The Bulldogs (27-9) have proven that repeatedly over the last two seasons.

But the Bulldogs knew what they had in these two right from the start.

Howard became an immediate starter as a freshman, a rarity at Butler, and won the league's top newcomer award in 2008. The next year, he was conference player of the year and is closing out his career with two Final Four trips.

In 2009, three more freshmen — Mack, Hayward and Ronald Nored — joined Howard in the starting lineup and all the Bulldogs did was win the Horizon League's regular-season title and earn an NCAA tournament bid.

Experience only upped the ante, and Howard and Mack have responded by taking the Butler program to unprecedented heights.

The Bulldogs are now one of three teams to defeat a top-seeded team in consecutive years before reaching the Final Four. If they beat Virginia Commonwealth on Saturday, Butler will become the seventh team in tourney history to lose a title game one year and return the next. The others: Ohio State, North Carolina, Houston, Michigan, Duke and Kentucky.

But as much as everyone wants to label this a two-man show, Howard and Mack are content playing their roles.

"I just look at myself as a leader, and my teammates do, too — just being a dude they can count on at crunch time during a game," Mack said.

Nobody, other than Howard, has done that better than Mack.

Mack set a school tournament record with 30 points in the upset of Pitt, barely escaping be the goat after fouling Pitt's Gilbert Brown with 1.4 seconds to go. Howard bailed him out by drawing a foul and making the winning free throw.

Then Mack almost single-handedly carried the Bulldogs past Florida, scoring 27 points and making the 3-pointer that gave Butler the lead for good with 1:21 left in overtime.

What the nation sees in this tandem is a pure shooter and a pesky scrapper.

"Matt Howard comes to play every day. You never have to ask if Matt is going to show up today, and he doesn't care about the credit," Nored said. "Shelvin's the same way. We've rode them to this point. Without them, this would be a different team."

What the nation hasn't seen is how these two made this remarkable run possible.

Back in February, after losing a third straight game, it was Mack, Howard and guard Zach Hahn who spoke up during a team meeting. Stevens told the players he needed to do a better job coaching. Hahn told the players they needed to do a better job focusing.

Mack made it more personal.

"After the Youngstown State game, I thought we had a little bit of a big head," he recalled Monday. "So I started out by telling them everything I was doing wrong, and then told them we all need to play better and get back to playing our roles."

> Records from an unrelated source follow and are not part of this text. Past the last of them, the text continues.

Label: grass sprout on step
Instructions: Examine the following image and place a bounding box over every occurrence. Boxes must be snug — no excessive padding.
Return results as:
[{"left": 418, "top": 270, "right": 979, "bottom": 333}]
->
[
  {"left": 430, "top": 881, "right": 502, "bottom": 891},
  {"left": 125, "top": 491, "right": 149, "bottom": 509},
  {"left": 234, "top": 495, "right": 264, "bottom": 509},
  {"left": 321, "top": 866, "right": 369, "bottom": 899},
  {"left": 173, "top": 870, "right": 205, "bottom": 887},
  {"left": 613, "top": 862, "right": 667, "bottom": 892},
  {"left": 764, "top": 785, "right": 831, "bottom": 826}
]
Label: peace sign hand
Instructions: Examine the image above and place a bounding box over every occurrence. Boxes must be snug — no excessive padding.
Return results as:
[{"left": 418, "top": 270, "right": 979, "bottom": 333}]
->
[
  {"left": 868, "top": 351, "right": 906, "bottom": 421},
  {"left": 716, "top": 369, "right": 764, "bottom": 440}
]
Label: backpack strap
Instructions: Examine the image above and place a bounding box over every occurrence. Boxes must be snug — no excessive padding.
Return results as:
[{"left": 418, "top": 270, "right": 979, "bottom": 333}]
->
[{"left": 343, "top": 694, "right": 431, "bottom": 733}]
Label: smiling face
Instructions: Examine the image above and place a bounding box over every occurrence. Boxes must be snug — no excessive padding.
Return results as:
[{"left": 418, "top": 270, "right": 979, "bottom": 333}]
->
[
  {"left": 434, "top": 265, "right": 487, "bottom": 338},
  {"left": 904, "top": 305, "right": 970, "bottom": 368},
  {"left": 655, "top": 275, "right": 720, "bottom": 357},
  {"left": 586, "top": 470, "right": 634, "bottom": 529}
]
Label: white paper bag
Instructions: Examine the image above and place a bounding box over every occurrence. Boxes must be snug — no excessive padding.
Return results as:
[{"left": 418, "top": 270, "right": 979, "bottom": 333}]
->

Butler responded with seven straight wins to claim a share of its fifth consecutive regular-season title, two more wins in the conference tourney to earn a fifth consecutive NCAA trip and four more wins in the NCAAs to move within one game of playing for a national championship — again.

Even the big school teams couldn't dream of a better ending.

"I don't think that I would have just said, 'I know that we're going to make two Final Fours in a row and be playing for a national championship,'" Howard said, reflecting on his decision to come to Butler. "I think that you would have thought I was crazy if I would have said that. I just knew we had a really good team."